Runaway notification emails
-
Hi,
I've somehow managed to trigger for the second time a case where notify_monitor.php seems to send me the same notification email in an infinite loop. The only way I found to break the loop was to reboot the device.Some relevant config details:
- PFsense 2.6.0
- I have a multi-wan using the secondary WAN as a fallback. I'm using 8.8.8.8 as the gateway ping address because comcast gw won't return pings.
- I have service watchdog set up to reload unbound and dhcpd (they've mysteriously died in the past).
It looks as though my WAN failed over to the backup, and then the main WAN came back at about 2 AM. The WAN reload seemed to cause all of the packages to restart. In the midst of this, I think the service watchdog triggered on unbound.
In any case, I started getting repeated emails with the following:2:05:59 MONITOR: WANW_DHCP is available now, adding to routing group rtr_ipv4 8.8.8.8|MY_IP_REDACTED|WANW_DHCP|16.467ms|4.112ms|0.0%|online|none 2:06:00 Service Watchdog detected service unbound stopped. Restarting unbound (DNS Resolver)
This same email (2:05:59 time stamp) is being sent hours later.
System.log contains evidence of repeated sending:
Dec 8 02:07:09 pfSense php[54791]: notify_monitor.php: Message sent to EMAIL@REDACTED.COM OK Dec 8 02:07:21 pfSense php[54791]: notify_monitor.php: Message sent to EMAIL@REDACTED.COM OK
The system generated a few hundred lines of logs in 20 seconds or so - I can pull more if needed.

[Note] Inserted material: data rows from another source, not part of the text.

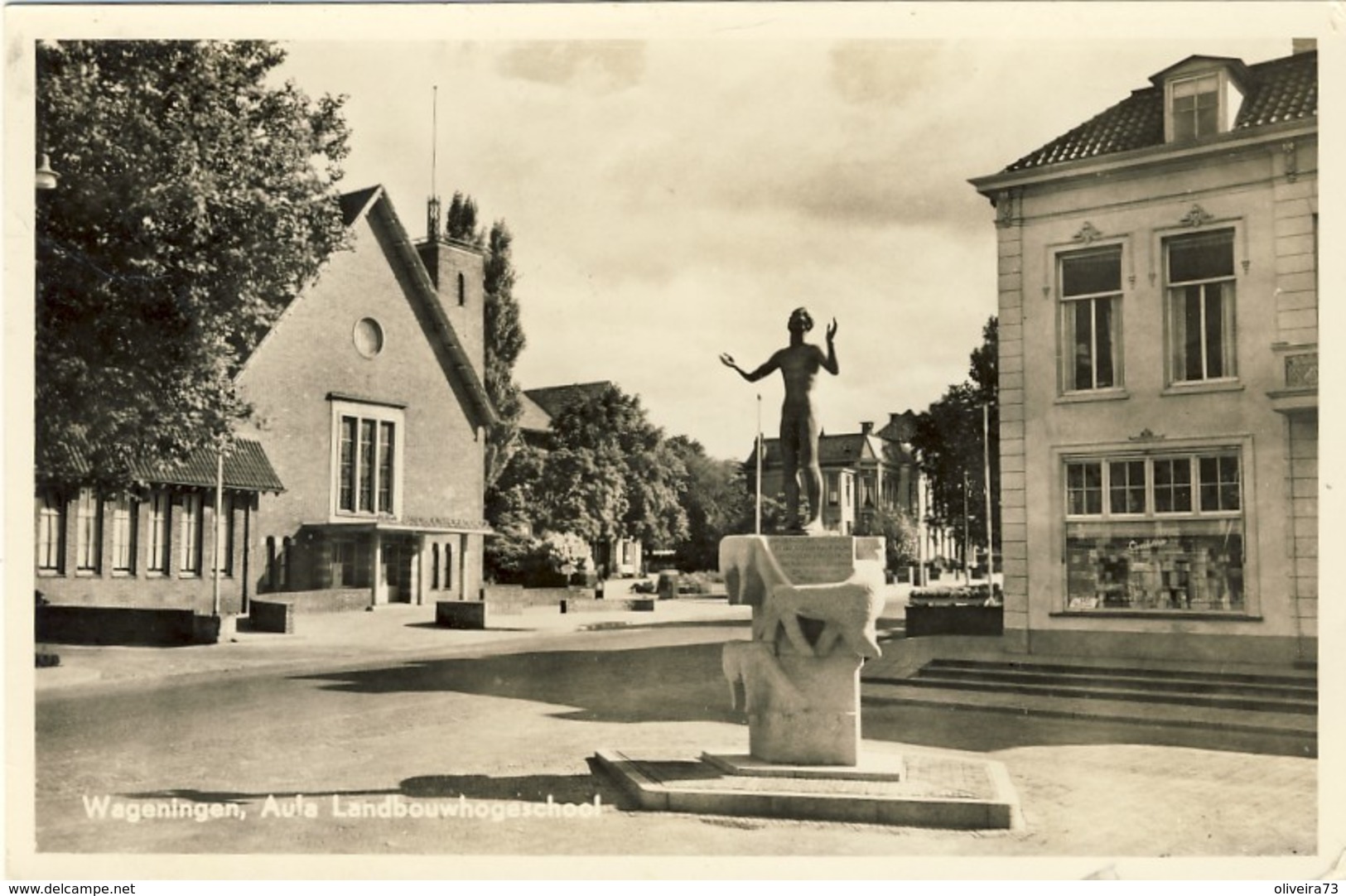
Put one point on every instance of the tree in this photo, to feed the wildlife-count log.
(610, 474)
(949, 437)
(461, 222)
(195, 200)
(900, 534)
(504, 344)
(714, 498)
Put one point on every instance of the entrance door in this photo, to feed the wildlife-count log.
(398, 559)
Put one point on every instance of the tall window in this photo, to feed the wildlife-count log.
(189, 534)
(1201, 306)
(366, 465)
(385, 467)
(157, 552)
(1155, 533)
(1195, 108)
(1091, 319)
(88, 532)
(51, 532)
(346, 499)
(124, 512)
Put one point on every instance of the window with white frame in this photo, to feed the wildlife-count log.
(88, 532)
(368, 460)
(1158, 532)
(189, 534)
(1195, 107)
(51, 532)
(1091, 319)
(124, 510)
(157, 556)
(1201, 306)
(225, 534)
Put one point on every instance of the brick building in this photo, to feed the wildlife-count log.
(369, 401)
(1158, 306)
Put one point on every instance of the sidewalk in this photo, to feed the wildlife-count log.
(391, 630)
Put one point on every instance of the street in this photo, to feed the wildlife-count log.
(488, 739)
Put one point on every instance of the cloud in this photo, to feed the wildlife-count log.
(599, 66)
(886, 73)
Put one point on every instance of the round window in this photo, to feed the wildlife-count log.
(369, 336)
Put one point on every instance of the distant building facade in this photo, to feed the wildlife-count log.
(155, 549)
(540, 407)
(368, 396)
(863, 474)
(1158, 311)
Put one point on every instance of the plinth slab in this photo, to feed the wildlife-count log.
(868, 768)
(938, 792)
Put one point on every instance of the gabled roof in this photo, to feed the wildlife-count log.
(373, 202)
(1279, 90)
(247, 467)
(553, 400)
(532, 417)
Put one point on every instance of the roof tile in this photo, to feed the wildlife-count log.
(1281, 90)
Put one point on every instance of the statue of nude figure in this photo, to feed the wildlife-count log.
(798, 365)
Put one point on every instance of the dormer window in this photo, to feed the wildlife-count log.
(1202, 96)
(1195, 108)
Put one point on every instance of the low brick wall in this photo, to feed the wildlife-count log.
(588, 605)
(273, 615)
(967, 619)
(461, 614)
(330, 600)
(118, 626)
(533, 596)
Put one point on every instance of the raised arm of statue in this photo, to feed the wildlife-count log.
(829, 364)
(769, 368)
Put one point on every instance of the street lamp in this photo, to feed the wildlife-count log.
(46, 178)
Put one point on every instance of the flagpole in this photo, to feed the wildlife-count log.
(758, 517)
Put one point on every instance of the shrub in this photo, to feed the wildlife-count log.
(973, 595)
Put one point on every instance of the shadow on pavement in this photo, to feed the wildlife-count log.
(687, 684)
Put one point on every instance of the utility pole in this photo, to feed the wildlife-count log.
(758, 516)
(986, 456)
(967, 570)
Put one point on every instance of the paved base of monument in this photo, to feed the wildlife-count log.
(910, 788)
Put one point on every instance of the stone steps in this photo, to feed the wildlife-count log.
(1238, 701)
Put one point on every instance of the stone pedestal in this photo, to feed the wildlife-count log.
(827, 730)
(814, 605)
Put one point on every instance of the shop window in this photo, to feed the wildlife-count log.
(1091, 320)
(1201, 307)
(51, 533)
(1143, 544)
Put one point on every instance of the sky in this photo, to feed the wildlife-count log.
(674, 197)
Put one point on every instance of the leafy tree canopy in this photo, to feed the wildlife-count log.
(195, 200)
(611, 474)
(949, 437)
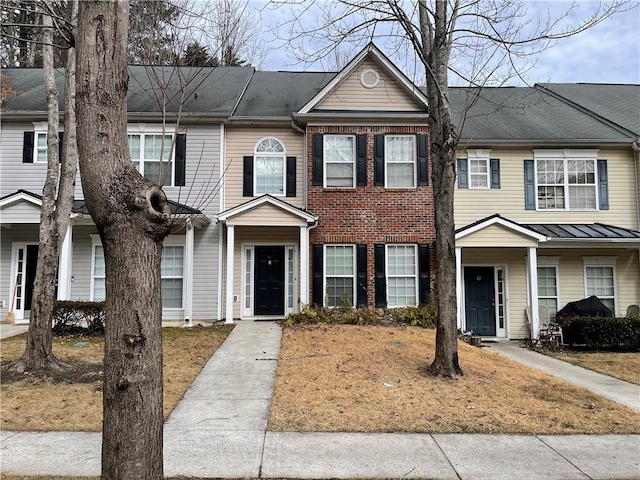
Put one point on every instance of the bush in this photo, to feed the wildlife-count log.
(422, 316)
(78, 318)
(621, 333)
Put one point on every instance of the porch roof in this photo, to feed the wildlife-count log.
(551, 232)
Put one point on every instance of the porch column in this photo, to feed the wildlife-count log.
(459, 299)
(188, 274)
(304, 265)
(230, 257)
(65, 268)
(532, 271)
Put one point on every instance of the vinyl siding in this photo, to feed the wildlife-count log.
(514, 261)
(473, 204)
(240, 142)
(496, 236)
(352, 95)
(245, 236)
(21, 211)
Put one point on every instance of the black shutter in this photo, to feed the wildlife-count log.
(27, 147)
(423, 160)
(378, 160)
(463, 173)
(380, 279)
(361, 160)
(247, 177)
(424, 267)
(60, 146)
(291, 177)
(317, 293)
(181, 157)
(361, 300)
(316, 154)
(495, 172)
(529, 185)
(603, 186)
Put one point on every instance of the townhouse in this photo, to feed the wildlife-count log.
(291, 188)
(546, 206)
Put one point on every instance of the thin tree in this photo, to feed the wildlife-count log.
(57, 200)
(132, 217)
(440, 36)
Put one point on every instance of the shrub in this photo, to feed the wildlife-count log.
(74, 318)
(621, 333)
(422, 316)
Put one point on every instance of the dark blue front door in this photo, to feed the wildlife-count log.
(269, 281)
(480, 300)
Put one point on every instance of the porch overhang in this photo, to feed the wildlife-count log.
(266, 210)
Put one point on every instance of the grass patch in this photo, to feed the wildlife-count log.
(72, 399)
(347, 378)
(621, 365)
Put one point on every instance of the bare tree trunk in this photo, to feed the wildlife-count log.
(38, 353)
(132, 216)
(443, 157)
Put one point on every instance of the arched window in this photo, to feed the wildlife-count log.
(270, 157)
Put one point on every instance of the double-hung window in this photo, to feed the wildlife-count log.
(151, 154)
(340, 274)
(400, 161)
(566, 180)
(172, 271)
(269, 167)
(402, 275)
(600, 280)
(339, 160)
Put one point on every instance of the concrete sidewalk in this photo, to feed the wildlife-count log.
(219, 431)
(619, 391)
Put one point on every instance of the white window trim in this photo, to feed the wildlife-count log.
(414, 160)
(565, 155)
(354, 276)
(275, 155)
(479, 154)
(325, 163)
(143, 130)
(602, 261)
(415, 273)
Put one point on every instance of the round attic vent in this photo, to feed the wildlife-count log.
(369, 78)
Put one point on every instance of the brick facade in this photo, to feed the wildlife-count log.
(373, 214)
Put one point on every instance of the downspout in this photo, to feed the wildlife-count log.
(636, 150)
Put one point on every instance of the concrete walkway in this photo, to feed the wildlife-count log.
(219, 431)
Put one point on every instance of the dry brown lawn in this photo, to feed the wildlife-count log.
(625, 366)
(371, 379)
(72, 401)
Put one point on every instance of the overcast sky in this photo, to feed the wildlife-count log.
(607, 53)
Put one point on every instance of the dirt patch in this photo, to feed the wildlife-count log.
(71, 400)
(622, 365)
(371, 379)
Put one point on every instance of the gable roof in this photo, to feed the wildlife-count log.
(278, 94)
(208, 91)
(614, 103)
(372, 52)
(527, 115)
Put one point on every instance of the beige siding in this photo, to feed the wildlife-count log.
(472, 205)
(514, 261)
(350, 94)
(496, 236)
(21, 212)
(241, 141)
(268, 216)
(245, 236)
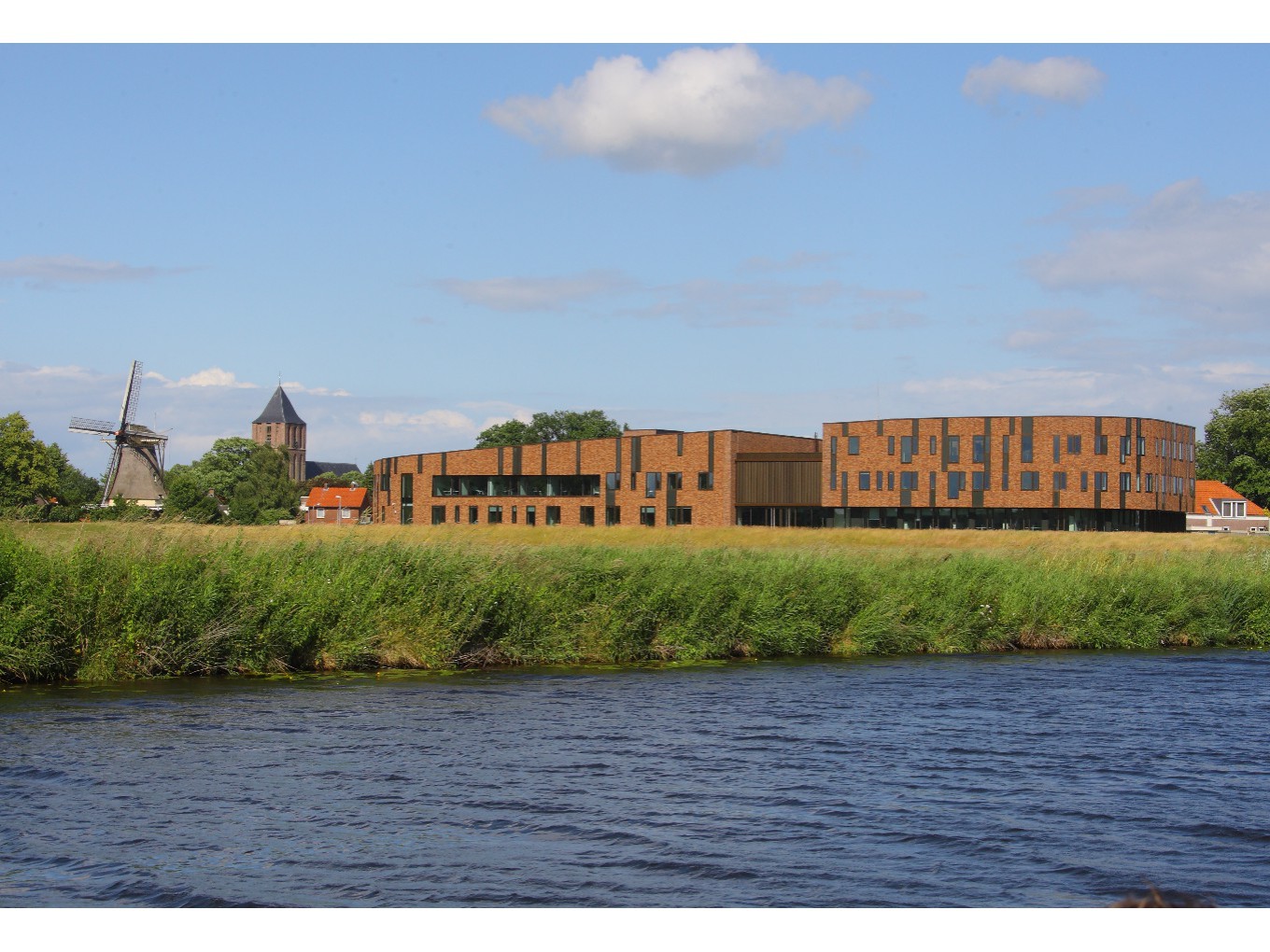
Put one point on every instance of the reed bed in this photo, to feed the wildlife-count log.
(101, 602)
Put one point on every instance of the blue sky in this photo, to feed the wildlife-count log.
(424, 239)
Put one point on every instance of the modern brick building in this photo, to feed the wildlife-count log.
(1037, 472)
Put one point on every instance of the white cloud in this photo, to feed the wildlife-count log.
(61, 271)
(695, 113)
(427, 422)
(211, 377)
(535, 293)
(1206, 258)
(1064, 79)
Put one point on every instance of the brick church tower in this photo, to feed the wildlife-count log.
(279, 426)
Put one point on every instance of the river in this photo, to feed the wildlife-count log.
(1022, 779)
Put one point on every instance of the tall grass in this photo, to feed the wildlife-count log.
(120, 602)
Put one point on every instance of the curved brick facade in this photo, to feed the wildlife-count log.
(1044, 472)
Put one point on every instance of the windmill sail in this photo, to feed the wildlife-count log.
(136, 469)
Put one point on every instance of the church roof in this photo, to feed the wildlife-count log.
(313, 468)
(278, 410)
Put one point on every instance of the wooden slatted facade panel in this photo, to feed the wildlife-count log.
(779, 483)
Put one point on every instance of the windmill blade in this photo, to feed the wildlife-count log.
(130, 397)
(80, 424)
(111, 473)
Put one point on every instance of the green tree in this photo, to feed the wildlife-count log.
(74, 487)
(265, 493)
(561, 424)
(251, 480)
(25, 468)
(1235, 447)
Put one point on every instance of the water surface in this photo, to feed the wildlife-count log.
(1034, 779)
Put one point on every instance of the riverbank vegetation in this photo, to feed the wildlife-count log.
(108, 600)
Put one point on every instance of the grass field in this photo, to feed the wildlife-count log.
(106, 600)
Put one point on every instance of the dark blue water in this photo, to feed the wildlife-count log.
(1029, 779)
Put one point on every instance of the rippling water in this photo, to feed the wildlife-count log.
(1036, 779)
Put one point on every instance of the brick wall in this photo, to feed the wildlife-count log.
(1004, 468)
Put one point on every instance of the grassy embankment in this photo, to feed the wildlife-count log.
(106, 600)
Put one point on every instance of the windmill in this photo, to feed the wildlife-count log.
(136, 466)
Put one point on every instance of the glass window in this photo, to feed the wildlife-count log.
(678, 515)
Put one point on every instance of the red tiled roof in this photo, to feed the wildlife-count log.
(348, 497)
(1208, 490)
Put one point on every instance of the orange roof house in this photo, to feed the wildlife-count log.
(334, 505)
(1218, 508)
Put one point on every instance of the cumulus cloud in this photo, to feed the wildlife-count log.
(695, 113)
(533, 293)
(1206, 258)
(66, 271)
(1064, 79)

Is there any way to manually flush the notify_monitor.php queue - other than rebooting? Any other ideas? -
You should see anything in /var/db/notifyqueue.messages.
We have seen a few reports of this but I've never been able to replicate it.
This for example: https://redmine.pfsense.org/issues/13224 -
@stephenw10
I have seen it once ....
That pfSense went bananas, and sent the same email in a loop.
I didn't know where to look for mailqueue, so i ended up doing a "reroot" and it went away ....Didn't even affect "uptime"
(the reroot)
/Bingo
-
@stephenw10 I've just encountered the same issue as reported in the example you give (https://redmine.pfsense.org/issues/13224) where I received an alert from NUT that my UPS was not responding and then a barrage of 'is available now...' notifications for my secondary WAN connection.
There was also a second notification from NUT when network connectivity was re-established to the UPS (only two notifications from NUT, the down notification and the up notification).
I wasn't at liberty to take any action that might cause network downtime (reboot, etc...), but clearing out the repeating notification from /var/db/notifyqueue.messages worked to put a stop to it. Not sure what, if anything, NUT has to do with it, but it seemed interesting that the circumstances I encountered matched what was reported there.